I heard a passage from Waiting on NPR's All Things Considered, and decided I had to have this book. I bought it on my way home, began reading it on the way out of the bookstore, became disgruntled if anything interrupted my reading, and finished the book by the next afternoon. It was good.
Most of us, as Ginsburg points out, have waited tables at one time or another, but even if you've never worked in a restaurant, you've probably held some sort of menial service job, and that's close enough. You know how demanding and particular people can be; how otherwise egalitarian folks turn into elitists when seated at a table; the impossible demands of the management and tensions/liaisons among the waitstaff. It's all in there.
Several times, in the middle of a chapter, I would shout an exalted "Yes! That's it!" to no one in particular. I read many passages aloud. Ginsburg's voice is a reliable and witty one, with a skilled dry humor that leaves an appropriate amount of verbiage to the imagination. She chronicles her 20-year waiting career; the various restaurants she's worked at, the managers, her co-workers and, of course, the customers. The book moves along chronologically, starting at Ginsburg's first restaurant job: waiting tables at a diner during her sixteenth summer. During that summer, she learns how to carry several plates at once, handle finicky customers, and she meets her first - fleeting -- love. This stint sets the tone for Ginsburg's further waiting endeavors.
At first, through Ginsburg's high school and college years, the book moves slowly, documenting each restaurant, extrapolating each detail. After her graduation, however, Ginsburg's jobs begin to flow and mesh together, with only a few notable customers, friends and restaurants showing through the fray. I believe this was intentional; not only does this make what might have been a mundane list of restaurants - "And next, I worked at Hoover's..." - interesting, but it also illustrates the blur Ginsburg's life became at that time, a muddle of shocking sameness and the mark of a life of waiting tables: a search for something better.
Still, some customers - or types of customers - always stick out, and Ginsburg's depictions of them are dead on.
It's so true; people turn into different creatures in a restaurant.

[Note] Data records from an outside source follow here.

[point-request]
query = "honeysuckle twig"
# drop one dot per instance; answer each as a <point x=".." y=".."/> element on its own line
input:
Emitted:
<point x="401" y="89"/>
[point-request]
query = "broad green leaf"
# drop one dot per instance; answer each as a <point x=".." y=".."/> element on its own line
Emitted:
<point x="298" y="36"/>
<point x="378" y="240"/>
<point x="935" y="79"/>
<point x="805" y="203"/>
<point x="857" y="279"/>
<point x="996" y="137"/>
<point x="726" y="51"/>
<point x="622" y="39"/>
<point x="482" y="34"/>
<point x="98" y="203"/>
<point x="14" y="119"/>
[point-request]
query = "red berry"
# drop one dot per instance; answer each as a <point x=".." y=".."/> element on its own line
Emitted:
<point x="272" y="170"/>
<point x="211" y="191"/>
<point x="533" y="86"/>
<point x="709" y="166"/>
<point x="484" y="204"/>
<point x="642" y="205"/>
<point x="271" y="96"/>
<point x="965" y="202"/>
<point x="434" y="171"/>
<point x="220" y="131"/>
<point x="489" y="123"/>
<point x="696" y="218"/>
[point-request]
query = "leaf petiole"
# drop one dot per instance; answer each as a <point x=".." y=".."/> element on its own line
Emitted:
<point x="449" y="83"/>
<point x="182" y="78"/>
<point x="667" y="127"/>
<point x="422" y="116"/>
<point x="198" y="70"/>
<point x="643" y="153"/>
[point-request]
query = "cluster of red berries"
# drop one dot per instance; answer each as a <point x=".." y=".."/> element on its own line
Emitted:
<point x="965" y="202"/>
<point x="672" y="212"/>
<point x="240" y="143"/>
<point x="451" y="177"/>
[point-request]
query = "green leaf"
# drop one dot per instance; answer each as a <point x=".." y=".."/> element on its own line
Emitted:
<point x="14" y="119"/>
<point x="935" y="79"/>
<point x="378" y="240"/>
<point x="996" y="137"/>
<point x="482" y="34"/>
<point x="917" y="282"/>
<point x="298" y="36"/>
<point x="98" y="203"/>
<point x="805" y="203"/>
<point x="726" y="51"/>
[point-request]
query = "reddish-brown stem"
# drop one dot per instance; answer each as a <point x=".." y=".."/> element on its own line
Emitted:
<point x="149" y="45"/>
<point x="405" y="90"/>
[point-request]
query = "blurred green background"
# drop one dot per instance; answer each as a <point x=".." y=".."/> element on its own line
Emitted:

Ginsburg's account is well-written, and often brutally honest with personal details that are tied inextricably to her work as a waitress. She includes excellent chapters on tipping and the sexual tension (and acts) that a restaurant inspires among the staff. The only low point, if one can call it that, is a chapter on society's perceptions of waitresses, and, more specifically, a list of movies and television shows that feature and, often, typecast waitresses. The list - and the synopses - don't make for very interesting reading. But this is not important. The important thing is: read this book. It is hilarious, insightful, and well written. And, if you've ever worked in a restaurant, it will make you feel sooo vindicated.